Der Krisenstab will die bisherigen Maßnahmen in Köln beibehalten. In seiner gestrigen Sitzung beschloss er, anders als es die Bundesnotbremse vorsieht, dass die Ausgangssperre in Köln weiter um 21 Uhr beginnt. Sport oder Spaziergänge danach sind also nicht möglich. Das Bundesgesetz sieht ab einer 7-Tage-Inzidenz von 100 ein Ausgangssperre ab 22 Uhr vor. „Wir sind zu dem Entschluss gekommen, dass die bedrohliche Lage in den Krankenhäusern und auf den Intensivstationen eine Lockerung der Regelungen aktuell nicht hergibt“, sagte Oberbürgermeisterin Henriette Reker.

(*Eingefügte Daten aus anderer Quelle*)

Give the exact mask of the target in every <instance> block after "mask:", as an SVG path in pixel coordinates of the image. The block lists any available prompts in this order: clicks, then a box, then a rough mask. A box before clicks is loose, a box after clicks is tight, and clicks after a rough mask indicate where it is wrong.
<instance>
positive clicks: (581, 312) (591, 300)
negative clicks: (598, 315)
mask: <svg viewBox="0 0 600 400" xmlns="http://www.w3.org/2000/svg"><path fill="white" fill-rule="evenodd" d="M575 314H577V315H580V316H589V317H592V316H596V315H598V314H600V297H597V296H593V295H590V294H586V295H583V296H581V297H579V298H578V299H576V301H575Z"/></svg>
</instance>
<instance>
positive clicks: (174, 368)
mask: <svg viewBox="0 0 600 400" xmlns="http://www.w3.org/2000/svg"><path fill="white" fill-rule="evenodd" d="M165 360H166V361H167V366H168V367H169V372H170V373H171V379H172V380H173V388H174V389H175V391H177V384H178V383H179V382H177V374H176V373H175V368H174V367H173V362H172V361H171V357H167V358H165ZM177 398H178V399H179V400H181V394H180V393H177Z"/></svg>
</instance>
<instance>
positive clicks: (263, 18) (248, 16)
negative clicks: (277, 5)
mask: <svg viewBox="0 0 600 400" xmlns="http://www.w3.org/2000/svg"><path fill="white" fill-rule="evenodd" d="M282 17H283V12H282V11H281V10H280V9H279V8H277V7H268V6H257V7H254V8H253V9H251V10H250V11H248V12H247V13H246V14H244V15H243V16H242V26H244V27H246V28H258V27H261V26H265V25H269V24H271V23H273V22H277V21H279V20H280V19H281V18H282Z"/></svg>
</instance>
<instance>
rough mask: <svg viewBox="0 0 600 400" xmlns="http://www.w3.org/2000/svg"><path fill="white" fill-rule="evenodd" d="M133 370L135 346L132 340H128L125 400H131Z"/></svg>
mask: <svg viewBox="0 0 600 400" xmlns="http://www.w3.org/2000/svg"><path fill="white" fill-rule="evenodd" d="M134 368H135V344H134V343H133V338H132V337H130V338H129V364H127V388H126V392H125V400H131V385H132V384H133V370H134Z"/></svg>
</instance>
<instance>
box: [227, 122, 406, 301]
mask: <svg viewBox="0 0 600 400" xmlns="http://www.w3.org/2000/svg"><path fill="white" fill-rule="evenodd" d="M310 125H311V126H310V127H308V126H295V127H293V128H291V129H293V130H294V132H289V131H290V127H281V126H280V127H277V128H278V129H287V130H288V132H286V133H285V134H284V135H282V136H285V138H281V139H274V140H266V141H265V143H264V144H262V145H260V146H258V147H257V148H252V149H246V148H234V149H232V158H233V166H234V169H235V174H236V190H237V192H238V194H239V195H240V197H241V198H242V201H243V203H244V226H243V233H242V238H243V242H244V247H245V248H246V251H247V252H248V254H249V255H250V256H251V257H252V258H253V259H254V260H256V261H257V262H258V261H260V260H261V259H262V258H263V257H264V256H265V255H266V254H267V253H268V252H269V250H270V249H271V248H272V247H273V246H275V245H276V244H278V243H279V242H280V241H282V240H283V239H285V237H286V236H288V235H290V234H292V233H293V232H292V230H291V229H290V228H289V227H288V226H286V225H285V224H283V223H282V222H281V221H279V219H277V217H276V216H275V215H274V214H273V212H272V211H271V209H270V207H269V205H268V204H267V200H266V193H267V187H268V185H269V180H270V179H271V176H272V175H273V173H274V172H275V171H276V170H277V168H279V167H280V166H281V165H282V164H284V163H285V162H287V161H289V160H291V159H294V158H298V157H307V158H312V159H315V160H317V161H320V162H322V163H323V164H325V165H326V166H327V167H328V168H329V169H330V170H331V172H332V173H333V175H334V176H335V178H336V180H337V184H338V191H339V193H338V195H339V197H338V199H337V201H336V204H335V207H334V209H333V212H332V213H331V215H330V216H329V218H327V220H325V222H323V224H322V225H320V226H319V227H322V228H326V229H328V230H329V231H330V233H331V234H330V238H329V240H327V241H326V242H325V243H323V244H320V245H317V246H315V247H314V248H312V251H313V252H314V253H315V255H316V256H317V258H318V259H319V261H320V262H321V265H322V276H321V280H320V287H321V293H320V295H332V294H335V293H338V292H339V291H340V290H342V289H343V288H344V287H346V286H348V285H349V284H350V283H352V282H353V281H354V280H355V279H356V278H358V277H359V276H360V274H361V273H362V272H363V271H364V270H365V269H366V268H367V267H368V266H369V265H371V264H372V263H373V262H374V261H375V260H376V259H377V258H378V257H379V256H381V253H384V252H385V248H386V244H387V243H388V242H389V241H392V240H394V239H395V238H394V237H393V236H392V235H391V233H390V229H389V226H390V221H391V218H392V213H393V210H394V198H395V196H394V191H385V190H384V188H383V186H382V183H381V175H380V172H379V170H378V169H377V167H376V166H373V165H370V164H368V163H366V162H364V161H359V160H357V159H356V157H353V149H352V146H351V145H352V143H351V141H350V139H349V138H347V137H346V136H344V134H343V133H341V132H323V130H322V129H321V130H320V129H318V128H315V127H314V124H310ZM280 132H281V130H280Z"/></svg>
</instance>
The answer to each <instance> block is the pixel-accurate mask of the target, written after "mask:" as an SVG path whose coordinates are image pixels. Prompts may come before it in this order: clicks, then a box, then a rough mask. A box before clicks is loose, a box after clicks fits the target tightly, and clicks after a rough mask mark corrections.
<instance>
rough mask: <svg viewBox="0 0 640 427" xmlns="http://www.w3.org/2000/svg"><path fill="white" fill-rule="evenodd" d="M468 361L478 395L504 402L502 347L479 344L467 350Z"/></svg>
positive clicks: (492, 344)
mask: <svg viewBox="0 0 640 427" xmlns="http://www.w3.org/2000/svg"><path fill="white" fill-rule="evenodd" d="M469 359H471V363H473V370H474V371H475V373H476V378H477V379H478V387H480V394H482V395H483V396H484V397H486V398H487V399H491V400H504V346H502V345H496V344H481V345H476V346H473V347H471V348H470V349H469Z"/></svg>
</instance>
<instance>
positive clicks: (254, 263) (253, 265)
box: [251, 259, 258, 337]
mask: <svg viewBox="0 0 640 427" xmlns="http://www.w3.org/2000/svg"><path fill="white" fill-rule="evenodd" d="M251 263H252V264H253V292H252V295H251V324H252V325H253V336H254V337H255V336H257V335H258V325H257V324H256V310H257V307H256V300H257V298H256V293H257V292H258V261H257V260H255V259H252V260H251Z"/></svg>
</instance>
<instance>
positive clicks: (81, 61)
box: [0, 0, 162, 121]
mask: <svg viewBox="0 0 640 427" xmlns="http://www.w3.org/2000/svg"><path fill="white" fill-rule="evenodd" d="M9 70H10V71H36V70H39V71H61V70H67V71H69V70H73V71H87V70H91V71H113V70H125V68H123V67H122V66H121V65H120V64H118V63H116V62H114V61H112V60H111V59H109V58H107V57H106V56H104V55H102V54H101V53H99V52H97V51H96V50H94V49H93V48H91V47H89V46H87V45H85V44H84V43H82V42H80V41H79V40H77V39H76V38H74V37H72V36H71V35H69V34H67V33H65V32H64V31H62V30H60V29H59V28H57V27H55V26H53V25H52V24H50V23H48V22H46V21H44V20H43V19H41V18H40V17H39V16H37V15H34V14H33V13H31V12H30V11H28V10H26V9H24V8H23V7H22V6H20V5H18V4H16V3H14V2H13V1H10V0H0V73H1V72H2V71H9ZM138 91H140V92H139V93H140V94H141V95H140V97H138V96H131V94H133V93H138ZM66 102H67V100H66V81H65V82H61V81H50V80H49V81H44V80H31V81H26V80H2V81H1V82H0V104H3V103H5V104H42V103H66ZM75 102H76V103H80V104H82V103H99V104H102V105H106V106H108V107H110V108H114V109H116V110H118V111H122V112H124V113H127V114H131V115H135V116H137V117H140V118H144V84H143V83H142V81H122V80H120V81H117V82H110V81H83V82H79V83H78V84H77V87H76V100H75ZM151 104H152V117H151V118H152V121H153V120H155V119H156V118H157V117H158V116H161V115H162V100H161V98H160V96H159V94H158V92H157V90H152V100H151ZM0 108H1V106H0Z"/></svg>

Ob die Ausgangssperre eine Wirkung zeige, sehe man in der kommenden Woche, so Alexander Vogel. Auch die Außenanlagen des Zoos müssen weiterhin geschlossen bleiben, anders als in anderen Kommunen. Im Einzelhandel wird es in Köln keine Sonderregelung für Buchhandlungen geben – hier gilt in Köln weiter „Click&Collect“. Friseursalons bleiben bei Vorlage eines negativen Schnelltests nach wie vor geöffnet. Das letzte Wort hat allerdings das Land NRW: Es muss entscheiden, ob Köln über das neue Bundesgesetz hinweg handeln darf. Bis zum Redaktionsschluss am Freitag war noch kein Ergebnis bekannt.
Notbetreuung in Schulen und Kitas
Ab einer Inzidenz von 165 müssen Schulen und Kitas schließen, so sieht es das neue Bundesgesetz vor. „Wir können die Regeln zwar verschärfen, aber wir können sie nicht lockern“, so Alexander Vogel. Daher bieten die Kitas ab Montag eine Notbetreuung bei Bedarf an, Schülerinnen und Schüler kehren in den Distanzunterricht zurück. Abschlussklassen werden weiter unterrichtet.
Impfzentrum in Deutz nicht ausgelastet
Die Stadt ruft die Jahrgänge ab 1951 erneut auf, ihre Impftermine im Impfzentrum wahrzunehmen. Viele warten auf die Impfung beim Hausarzt, so der Eindruck der Stadt. Freie Termine der Kassenärztlichen Vereinigung sollen bald auf das städtische Terminsystem umgeschichtet werden. Von der Kapazität her sind bis zu 7000 Impfungen täglich in Deutz möglich.
Obdachlose bekommen eine einmalige Impfung
Wohnungslose werden von der Stadt mit dem Impfstoff der Firma Johnson&Johnson geimpft. Das bestätigte Stadtsprecher Alexander Vogel auf Nachfrage. Der Impfstoff soll bald in „ausreichender Menge“ geliefert werden. Er habe den Vorteil, dass eine einzige Impfdosis für den vollen Impfschutz reiche. Die Stadt hatte Johnson&Johnson zunächst auch für Flüchtlinge vorgesehen, vom Land gab es dafür aber bisher kein grünes Licht.